7. Antibiotikamanagement
Ein angemessener Umgang mit Antibiotika führt zur Reduktion des Selektionsdruckes und trägt somit entscheidend zur Prävention der Verbreitung von MRGN bei. Die Deutsche Gesellschaft für Infektiologie (DGI) und die Paul-Ehrlich-Gesellschaft für Chemotherapie e.

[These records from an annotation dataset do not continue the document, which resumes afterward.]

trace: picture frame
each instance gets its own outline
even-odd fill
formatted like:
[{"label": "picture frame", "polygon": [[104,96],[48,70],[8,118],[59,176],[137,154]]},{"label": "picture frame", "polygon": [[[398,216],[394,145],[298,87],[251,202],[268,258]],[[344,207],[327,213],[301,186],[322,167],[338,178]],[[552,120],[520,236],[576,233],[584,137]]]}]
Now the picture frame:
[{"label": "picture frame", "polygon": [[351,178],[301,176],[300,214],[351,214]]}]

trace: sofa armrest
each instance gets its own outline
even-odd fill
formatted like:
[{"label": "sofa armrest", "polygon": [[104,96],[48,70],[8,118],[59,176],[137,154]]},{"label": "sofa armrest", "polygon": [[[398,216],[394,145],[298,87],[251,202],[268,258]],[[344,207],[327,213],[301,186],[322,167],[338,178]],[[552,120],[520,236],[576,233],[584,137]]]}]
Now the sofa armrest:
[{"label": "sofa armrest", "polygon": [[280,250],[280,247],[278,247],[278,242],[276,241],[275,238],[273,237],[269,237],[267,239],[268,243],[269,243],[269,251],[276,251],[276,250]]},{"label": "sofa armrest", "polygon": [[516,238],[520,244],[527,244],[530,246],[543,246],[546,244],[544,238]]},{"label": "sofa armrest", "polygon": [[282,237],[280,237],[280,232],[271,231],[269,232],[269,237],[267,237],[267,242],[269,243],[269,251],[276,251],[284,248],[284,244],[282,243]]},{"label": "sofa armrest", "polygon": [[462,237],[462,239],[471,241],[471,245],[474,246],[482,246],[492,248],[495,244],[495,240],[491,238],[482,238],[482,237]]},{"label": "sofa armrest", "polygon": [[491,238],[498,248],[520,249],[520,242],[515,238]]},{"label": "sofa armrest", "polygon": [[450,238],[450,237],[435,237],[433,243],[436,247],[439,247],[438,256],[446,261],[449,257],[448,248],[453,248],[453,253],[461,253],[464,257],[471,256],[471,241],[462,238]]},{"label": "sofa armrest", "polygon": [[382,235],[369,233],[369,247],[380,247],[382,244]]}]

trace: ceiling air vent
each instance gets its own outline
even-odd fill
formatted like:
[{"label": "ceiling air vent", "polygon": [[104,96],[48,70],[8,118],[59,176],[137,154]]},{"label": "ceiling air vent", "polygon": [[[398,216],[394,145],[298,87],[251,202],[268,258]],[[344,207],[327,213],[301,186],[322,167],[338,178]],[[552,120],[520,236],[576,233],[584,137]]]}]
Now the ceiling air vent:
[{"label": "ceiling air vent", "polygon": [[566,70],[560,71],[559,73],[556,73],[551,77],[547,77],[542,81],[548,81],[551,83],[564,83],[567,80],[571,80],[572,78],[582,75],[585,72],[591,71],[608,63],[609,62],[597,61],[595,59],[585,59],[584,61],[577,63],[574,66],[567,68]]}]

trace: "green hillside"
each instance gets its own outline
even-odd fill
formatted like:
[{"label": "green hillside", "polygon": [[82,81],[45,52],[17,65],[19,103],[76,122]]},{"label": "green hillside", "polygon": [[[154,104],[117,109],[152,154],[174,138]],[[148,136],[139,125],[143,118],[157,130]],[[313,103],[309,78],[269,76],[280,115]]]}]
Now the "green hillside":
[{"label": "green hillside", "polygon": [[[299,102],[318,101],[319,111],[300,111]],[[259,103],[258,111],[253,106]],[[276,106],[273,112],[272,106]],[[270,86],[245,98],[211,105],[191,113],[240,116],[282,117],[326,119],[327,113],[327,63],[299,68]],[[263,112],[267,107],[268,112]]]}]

V. (PEG) arbeiten derzeit an einer Leitlinie zu den "Strategien zur Sicherung rationaler Antibiotika-Anwendung im Krankenhaus".
Quellen:
Hygienemaßnahmen bei Infektionen oder Besiedlung mit multiresistenten gramnegativen Stäbchen. Empfehlung der Kommission für Krankenhaushygiene und Infektionsprävention (KRINKO) beim Robert Koch-Institut (RKI). Erschienen im Bundesgesundheitsblatt 10 (2012), S. 1311–1354.
Ergänzung zu den "Hygienemaßnahmen bei Infektionen oder Besiedlung mit multiresistenten gramnegativen Stäbchen" (2012) im Rahmen der Anpassung an die epidemiologische Situation. Epidemiologisches Bulletin 21 (2014), S. 183-184.
Praktische Umsetzung sowie krankenhaushygienische und infektionspräventive Konsequenzen des mikrobiellen Kolonisationsscreenings bei intensivmedizinisch behandelten Früh- und Neugeborenen. Epidemiologisches Bulletin 42 (2013), S. 421-436.